OPINION OF THE COURT
Faviola Soto, J.Defendant is charged with violating Vehicle and Traffic Law § 509 (1) and Vehicle and Traffic Law § 511 (2) (a) (iv), aggravated unlicensed operation of a motor vehicle. Defendant has filed a pretrial motion seeking an order dismissing the information for facial insufficiency. Defendant asserts that the complaint has not adequately been converted to an information as required by CPL 170.65. Specifically, defendant argues that Vehicle and Traffic Law § 511 (2) (a) (iv) requires proof that defendant knew or had reason to know of three or more suspensions, and that the documents offered by the People to corroborate the complaint are neither public records nor business records and are thus hearsay. The People oppose the motion.
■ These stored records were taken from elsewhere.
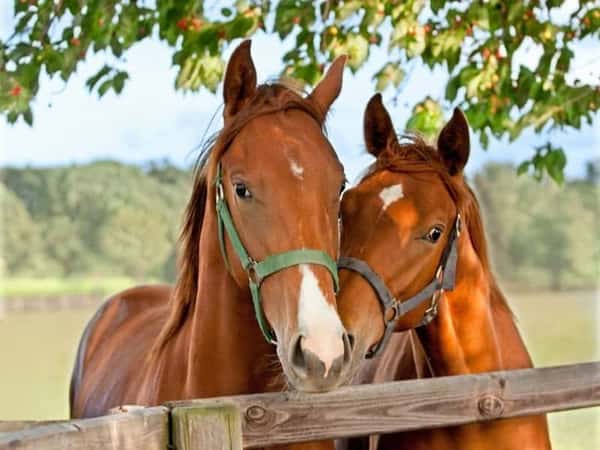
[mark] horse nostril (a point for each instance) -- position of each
(298, 360)
(348, 346)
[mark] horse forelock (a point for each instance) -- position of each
(275, 96)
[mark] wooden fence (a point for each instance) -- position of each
(251, 421)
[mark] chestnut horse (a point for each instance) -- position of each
(414, 258)
(259, 245)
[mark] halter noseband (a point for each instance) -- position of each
(259, 270)
(444, 280)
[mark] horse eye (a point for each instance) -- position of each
(434, 235)
(241, 190)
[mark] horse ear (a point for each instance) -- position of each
(453, 143)
(378, 127)
(240, 80)
(330, 86)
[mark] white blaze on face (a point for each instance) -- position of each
(318, 321)
(297, 169)
(391, 194)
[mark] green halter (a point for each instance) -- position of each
(259, 270)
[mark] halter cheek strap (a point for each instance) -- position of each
(393, 309)
(257, 271)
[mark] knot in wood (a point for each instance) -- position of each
(490, 406)
(256, 414)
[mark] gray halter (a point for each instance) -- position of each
(444, 280)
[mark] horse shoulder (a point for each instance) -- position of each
(119, 334)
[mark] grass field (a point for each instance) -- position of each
(37, 352)
(49, 287)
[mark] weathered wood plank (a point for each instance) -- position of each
(207, 427)
(269, 419)
(18, 425)
(140, 429)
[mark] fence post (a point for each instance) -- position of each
(216, 427)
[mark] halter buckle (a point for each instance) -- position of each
(431, 312)
(252, 274)
(439, 275)
(220, 194)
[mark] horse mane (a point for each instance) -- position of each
(411, 154)
(275, 96)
Vehicle and Traffic Law § 511 (2) (a) provides: "Aggravated unlicensed operation of a motor vehicle in the second degree, (a) A person is guilty of the offense of aggravated unlicensed operation of a motor vehicle in the second degree when such person commits the offense of aggravated unlicensed operation of a motor vehicle in the third degree as defined in subdivision one of this section; and
"(i) has previously been convicted of an offense that consists of or includes the elements comprising the offense committed within the immediately preceding eighteen months; or
"(ii) the suspension or revocation is based upon a refusal to submit to a chemical test pursuant to section eleven hundred ninety-four of this chapter or upon a conviction for a violation *216of any of the provisions of section eleven hundred ninety-two of this chapter; or
"(iii) the suspension was a mandatory suspension pending prosecution of a charge of a violation of section eleven hundred ninety-two of this chapter ordered pursuant to paragraph (e) of subdivision two of section eleven hundred ninety-three of this chapter or other similar statute; or
"(iv) such person has in effect three or more suspensions, imposed on at least three separate dates, for failure to answer, appear or pay a fine, pursuant to subdivision three of section two hundred twenty-six or subdivision four-a of section five hundred ten of this chapter.”
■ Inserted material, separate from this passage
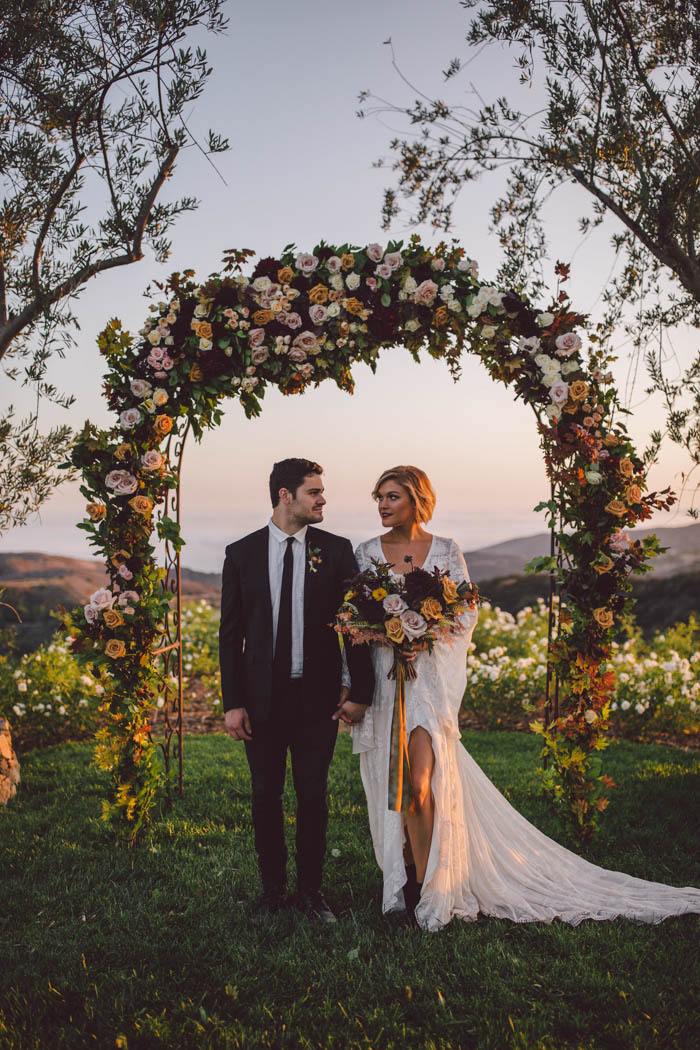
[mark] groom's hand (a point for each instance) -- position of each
(238, 725)
(348, 711)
Under the terms of Vehicle and Traffic Law § 511 (2) (a) (iv), the People are obliged to plead and prove that defendant committed the offense of aggravated unlicensed operation of a motor vehicle in the third degree under Vehicle and Traffic Law § 511 (1), and that he had three or more suspensions imposed on at least three separate dates.
Vehicle and Traffic Law § 511 (1) (a) provides: "Aggravated unlicensed operation of a motor vehicle in the third degree, (a) A person is guilty of the offense of aggravated unlicensed operation of a motor vehicle in the third degree when such person operates a motor vehicle upon a public highway while knowing or having reason to know that such person’s license or privilege of operating such motor vehicle in this state or privilege of obtaining a license to operate such motor vehicle issued by the commissioner is suspended, revoked or otherwise withdrawn by the commissioner.”
Defendant argues that the "knowing or having reason to know” element of Vehicle and Traffic Law § 511 (1) (a) is to be applied to Vehicle and Traffic Law § 511 (2) (a) (iv). Such application would oblige the People to plead and prove that defendant knew or had reason to know that he was under three or more suspensions on at least three separate dates.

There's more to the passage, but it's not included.